3) Maxine Waters Wants to Make Poor People Poorer
Maxine Waters may be best known these days for being one of Donald Trump’s most vocal critics, but she is also the leading Democrat on the Financial Services Committee. On Wednesday, Waters questioned Yellen on why mainstream inflation measures have been constantly undershooting the Fed’s 2% inflation target, and voiced her disagreement with the Fed’s minor increases in the Federal funds rate.
The way politicians like Ms. Waters discuss inflation makes it clear that they don’t truly comprehend how it presents itself in real life. After all, as someone who constantly fundraises off the dangers of income inequality and the plight of low income Americans, surely the last thing Ms. Waters would want to see is for the purchasing power of the dollar decline for the very people she claims to want to help.
4) Hensarling References Marvin Goodfriend
Earlier this week it was reported that President Trump will nominate former Treasury official Randal Quarles Fed Vice Chairman.

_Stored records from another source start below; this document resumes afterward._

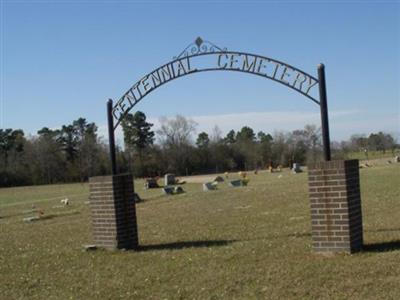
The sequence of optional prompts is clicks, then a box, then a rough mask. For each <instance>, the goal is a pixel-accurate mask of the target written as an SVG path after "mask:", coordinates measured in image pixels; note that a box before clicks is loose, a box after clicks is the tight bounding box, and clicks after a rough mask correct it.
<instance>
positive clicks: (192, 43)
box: [173, 36, 227, 59]
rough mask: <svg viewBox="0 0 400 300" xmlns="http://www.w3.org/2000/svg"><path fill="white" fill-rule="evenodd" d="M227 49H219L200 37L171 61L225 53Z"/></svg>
mask: <svg viewBox="0 0 400 300" xmlns="http://www.w3.org/2000/svg"><path fill="white" fill-rule="evenodd" d="M225 51H227V48H220V47H218V46H217V45H215V44H214V43H211V42H209V41H206V40H203V39H202V38H201V37H200V36H199V37H197V38H196V40H195V41H194V42H193V43H191V44H189V45H188V46H187V47H186V48H185V49H184V50H183V51H182V52H181V54H179V55H178V56H174V57H173V59H178V58H182V57H186V56H191V55H196V54H200V53H214V52H225Z"/></svg>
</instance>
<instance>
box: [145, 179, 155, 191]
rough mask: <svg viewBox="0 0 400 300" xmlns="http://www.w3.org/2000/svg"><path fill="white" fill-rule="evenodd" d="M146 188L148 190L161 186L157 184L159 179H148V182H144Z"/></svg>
mask: <svg viewBox="0 0 400 300" xmlns="http://www.w3.org/2000/svg"><path fill="white" fill-rule="evenodd" d="M144 187H145V188H146V189H153V188H158V187H159V185H158V183H157V179H155V178H146V180H145V182H144Z"/></svg>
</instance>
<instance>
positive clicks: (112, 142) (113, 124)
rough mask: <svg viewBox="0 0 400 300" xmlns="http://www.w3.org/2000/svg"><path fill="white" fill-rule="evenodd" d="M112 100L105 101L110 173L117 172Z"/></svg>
mask: <svg viewBox="0 0 400 300" xmlns="http://www.w3.org/2000/svg"><path fill="white" fill-rule="evenodd" d="M112 108H113V101H112V100H111V99H109V100H108V101H107V119H108V143H109V145H110V159H111V172H112V175H116V174H117V160H116V158H115V137H114V119H113V116H112Z"/></svg>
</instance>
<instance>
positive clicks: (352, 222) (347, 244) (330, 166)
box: [308, 160, 363, 253]
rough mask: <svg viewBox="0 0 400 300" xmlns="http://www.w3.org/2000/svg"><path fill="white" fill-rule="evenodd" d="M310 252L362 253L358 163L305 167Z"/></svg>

During the hearing, Chairman Hensarling quoted another economist who has been connected to another Fed vacancy: Marvin Goodfriend. As a Treasury Secretary finalist who has worked with the Administration on banking regulation, Hensarling evoking Goodfriend is being taken by some a sign that his nomination is now simply a matter of when.
Unfortunately Goodfriend’s surname is misleading, as he has been a vocal advocate of negative interest rates. His nomination would be a devastating betrayal by Trump of his blue-collar base, for the reasons he himself articulated as a candidate.
5) Yellen still hates Audit the Fed
Thanks to Dr. Paul, the head of the Fed now knows to expect one question about Auditing the Federal Reserve. This time it was Rep. Bill Posey, who tried to push Yellen away from her default defense of mythical Fed independence. Mr. Posey repeatedly asked Ms. Yellen to name a single instance where the Fed would have been negatively impacted by a full audit.
The Fed Chairwoman was unable to provide an answer.
This article was originally published on Mises.org.
JRATT1956 says
28 billion more for the banks, when will it ever be enough? Nothing for the middle class but higher interest rates on their loans. In a few years when the FED is done raising interest rates we will have a lower standard of living, deflation, low home and car sales and more loan defaults. I can’t wait, lol.
Rabelrouser says
The Fed will always prosper those who cover for their Constitutionally Illegal being.
The coming Crash will just make greater slaves out of the “little people”; after the dust and the death settle.